The map is based on the English Teaching and learning tool kit of the British knowledge institute Education Endowment Foundation (EEF). The toolkit is a kind of consumer guide in which more than thirty measures to combat backlog are discussed. The results are easy to search for effectiveness (measured in months of learning gain), costs and how strong the evidence is for these two variables.

Feedback

The measure that has the most effect in combating educational disadvantage is feedback for students - for example, on mistakes made or on the learning process. This yields no less than 8 months of learning gain. In second place is 'metacognition', in which teachers allow students to reflect on their learning process (7 months learning gain), and more attention to reading comprehension (6 months learning gain).

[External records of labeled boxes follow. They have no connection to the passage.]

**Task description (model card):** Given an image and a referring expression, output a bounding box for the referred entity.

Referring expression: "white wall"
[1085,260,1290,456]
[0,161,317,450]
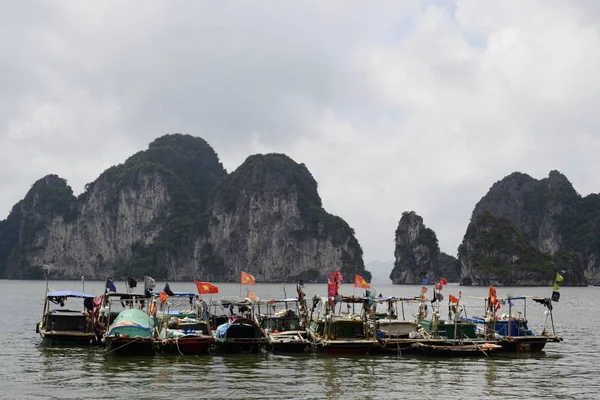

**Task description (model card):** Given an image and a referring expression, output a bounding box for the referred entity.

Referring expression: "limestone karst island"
[0,134,600,286]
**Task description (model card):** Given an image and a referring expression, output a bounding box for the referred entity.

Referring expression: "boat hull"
[379,339,448,354]
[270,341,313,353]
[40,329,96,346]
[315,340,379,354]
[415,343,502,358]
[215,339,268,354]
[499,336,553,353]
[269,331,313,353]
[104,337,155,356]
[159,337,214,355]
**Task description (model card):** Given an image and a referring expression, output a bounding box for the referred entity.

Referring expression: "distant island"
[390,171,600,286]
[0,134,371,282]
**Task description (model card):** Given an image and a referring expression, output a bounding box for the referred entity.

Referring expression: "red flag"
[195,281,219,294]
[488,286,498,305]
[354,274,371,289]
[160,291,169,303]
[240,271,256,285]
[327,279,337,297]
[331,271,342,285]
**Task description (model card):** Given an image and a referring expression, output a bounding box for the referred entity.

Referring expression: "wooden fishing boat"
[256,285,313,353]
[155,292,215,355]
[309,296,379,354]
[413,342,502,357]
[102,308,156,355]
[463,296,562,353]
[36,291,96,345]
[213,316,269,353]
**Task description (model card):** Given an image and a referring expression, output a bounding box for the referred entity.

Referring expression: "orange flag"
[354,274,371,289]
[160,291,169,303]
[240,271,256,285]
[195,281,219,294]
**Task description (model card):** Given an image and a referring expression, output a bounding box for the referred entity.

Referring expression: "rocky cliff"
[390,211,458,285]
[459,171,600,285]
[0,134,369,282]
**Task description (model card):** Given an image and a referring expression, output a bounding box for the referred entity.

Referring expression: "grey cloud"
[0,0,600,266]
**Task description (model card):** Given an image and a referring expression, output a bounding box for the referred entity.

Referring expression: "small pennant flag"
[127,277,137,289]
[160,291,169,303]
[163,283,175,296]
[354,274,371,289]
[195,281,219,294]
[240,271,256,285]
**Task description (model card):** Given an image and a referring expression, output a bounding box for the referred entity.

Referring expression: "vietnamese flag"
[354,274,371,289]
[160,291,169,303]
[195,281,219,294]
[240,271,256,285]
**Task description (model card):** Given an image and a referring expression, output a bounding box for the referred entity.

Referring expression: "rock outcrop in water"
[459,171,600,285]
[0,134,370,282]
[390,211,459,285]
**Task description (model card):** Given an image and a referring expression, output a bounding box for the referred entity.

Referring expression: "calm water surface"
[0,280,600,399]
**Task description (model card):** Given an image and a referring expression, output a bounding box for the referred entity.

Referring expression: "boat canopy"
[259,297,298,304]
[46,290,94,299]
[152,291,197,297]
[106,292,147,300]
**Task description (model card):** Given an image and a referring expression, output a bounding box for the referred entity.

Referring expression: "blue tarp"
[46,290,94,299]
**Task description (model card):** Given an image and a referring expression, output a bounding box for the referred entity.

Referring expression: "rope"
[104,336,141,356]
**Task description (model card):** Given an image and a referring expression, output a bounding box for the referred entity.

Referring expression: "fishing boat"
[154,292,215,355]
[257,286,312,353]
[102,308,156,355]
[412,342,502,357]
[210,299,269,353]
[36,291,97,345]
[371,297,448,354]
[309,296,379,354]
[214,316,269,353]
[463,293,562,353]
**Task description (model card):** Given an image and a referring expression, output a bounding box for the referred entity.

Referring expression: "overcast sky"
[0,0,600,261]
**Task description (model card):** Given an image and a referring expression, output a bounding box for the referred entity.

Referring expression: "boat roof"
[46,290,94,299]
[259,297,298,304]
[106,292,146,300]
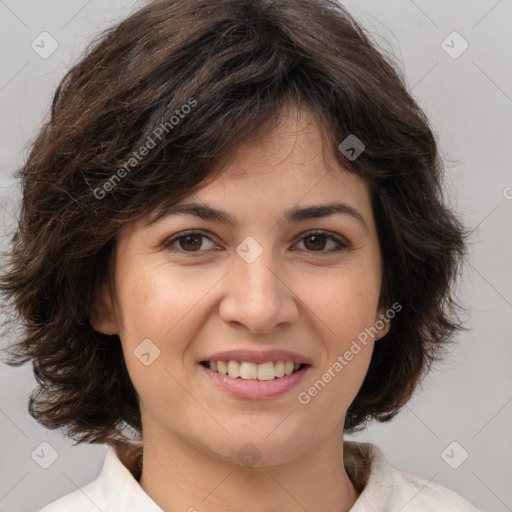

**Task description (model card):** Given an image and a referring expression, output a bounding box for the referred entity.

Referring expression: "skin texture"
[92,105,389,512]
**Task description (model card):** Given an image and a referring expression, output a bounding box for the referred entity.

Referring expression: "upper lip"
[200,349,312,364]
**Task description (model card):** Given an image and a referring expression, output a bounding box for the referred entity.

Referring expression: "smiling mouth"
[199,361,310,380]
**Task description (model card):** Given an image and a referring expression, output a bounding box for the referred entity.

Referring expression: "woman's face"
[93,106,388,465]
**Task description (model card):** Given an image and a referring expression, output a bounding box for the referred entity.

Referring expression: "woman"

This outcome gave Professor Steve Higgins, former teacher and creator of the toolkit, a 'Homer Simpson moment'. "Duh," Higgings explains in one movie on the website of the toolkit. 'Of course everything revolves around the interaction between pupil and teacher: after all, that is the core of education.'

Sit down

At the bottom of the toolkit's rankings is the setting of level groups per subject (cheap, but instead of a learning gain it results in a learning loss of one month) and the last thing is. This is enormously expensive and causes an average of four months of learning loss.

The toolkit is not a recipe, but a tool, Higgings swears. 'It's about averages. If we find no evidence that a measure usually has no effect, this does not mean that this measure will not work at your school either - or that it will not have the opposite effect.'

School scan

The Dutch menu, which the ministry will make available at the end of April, will in any case give schools the space to make their own choices. In a 'school scan', schools first map out the needs of the pupils, and then can choose measures from the menu to eliminate the backlog. Before the summer holidays, plans must be drawn up to tackle the backlog. The participation council has the right of consent in this regard.